…these who are here should state what crime they found in me when I stood before the Sanhedrin—unless it was this one thing I shouted as I stood in their presence: ‘It is concerning the resurrection of the dead that I am on trial before you today.’” (Acts 24:20(b)-21 NIV)

“Then I asked, ‘Who are you, Lord?’

“ ‘I am Jesus, whom you are persecuting,’ the Lord replied. ‘Now get up and stand on your feet. I have appeared to you to appoint you as a servant and as a witness of what you have seen and will see of me. I will rescue you from your own people and from the Gentiles. I am sending you to them to open their eyes and turn them from darkness to light, and from the power of Satan to God, so that they may receive forgiveness of sins and a place among those who are sanctified by faith in me.’ (Acts 26:15-18 NIV)

Some who study the prophetic warnings given to Paul prior to his final journey to Jerusalem believe Paul overrode God’s voice and plunged into unnecessary danger.
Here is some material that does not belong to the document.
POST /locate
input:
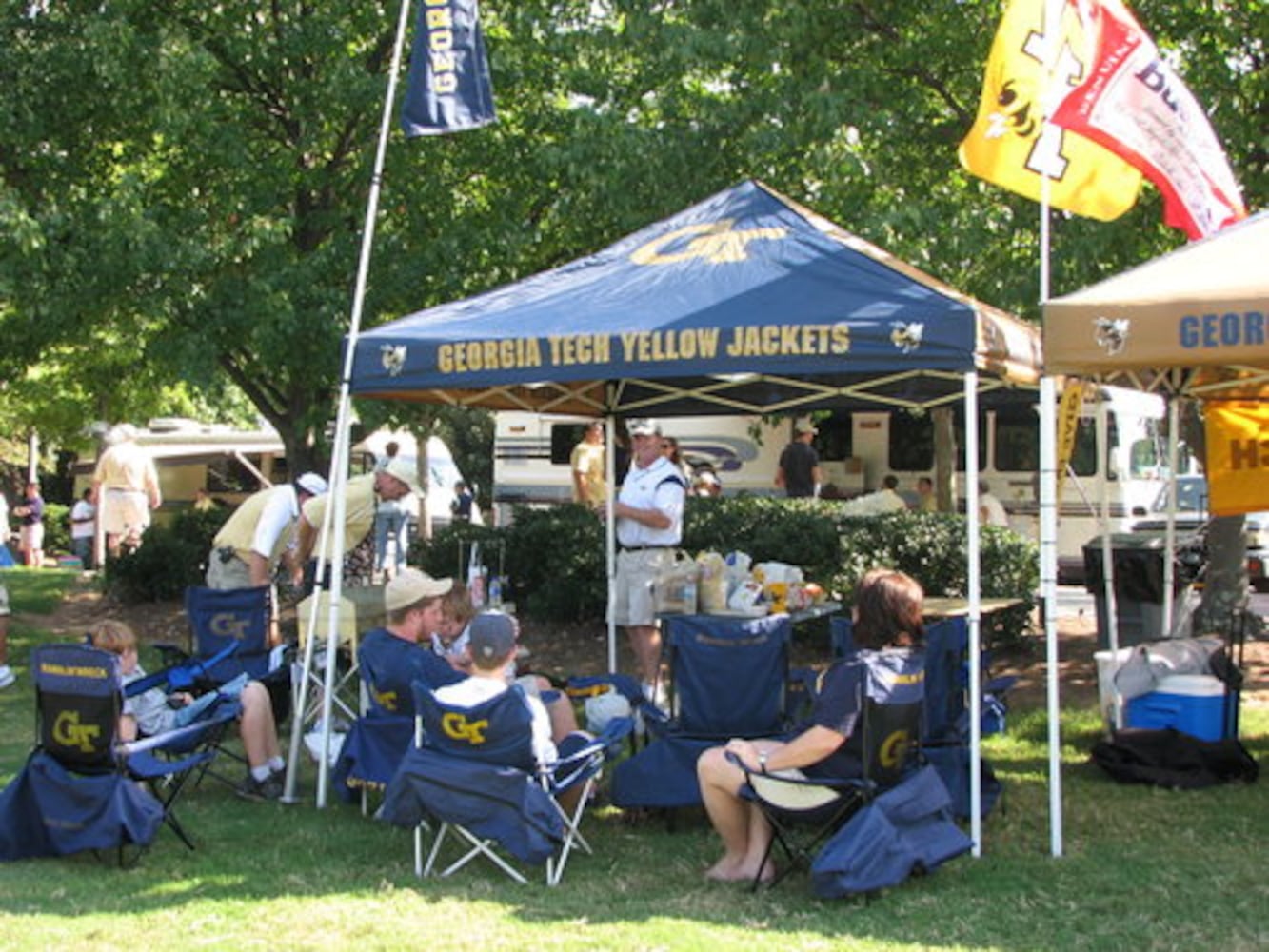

Others believe Paul was more focused on reaching both Jews and Gentiles with the Gospel than risk management.
Whatever side of that argument you favor, Acts 24-28 pictures the accused and arrested Paul taking advantage of illuminated cracks shining through seemingly closed doors all the way from Jerusalem to Rome. The result was that he escaped certain death and continued preaching the resurrection of Jesus to the upper tiers of Jewish and Gentile power.

I know God’s ways are not our ways but my humanity is often uncomfortable with the idea that unjust accusations and imprisonment could be the best way to open doors for the Gospel. My first reaction to contemporary situations where the Gospel seems silenced by powerful opposition too often takes the form of hand-wringing or doom saying.

Paul’s mindset in Acts 24-28 encourages me to take another approach. His thoughts and words show conviction that the eternal presence of Jesus illuminates potentially disastrous situations. This mindset enabled him to be bold in every circumstance recorded in his last missionary journey.

In the beginning was the Word, and the Word was with God, and the Word was God. He was with God in the beginning. Through him all things were made; without him nothing was made that has been made. In him was life, and that life was the light of all mankind. The light shines in the darkness, and the darkness has not overcome it (John 1:1-4).

John 1:1-4 reveals the immense power Jesus had shown to Paul, not only at his conversion, but in so many ways after. Meditate on these verses and ask to see the light of Jesus’ resurrection shining through a door you thought was closed or a circumstance you’ve thought was hopeless.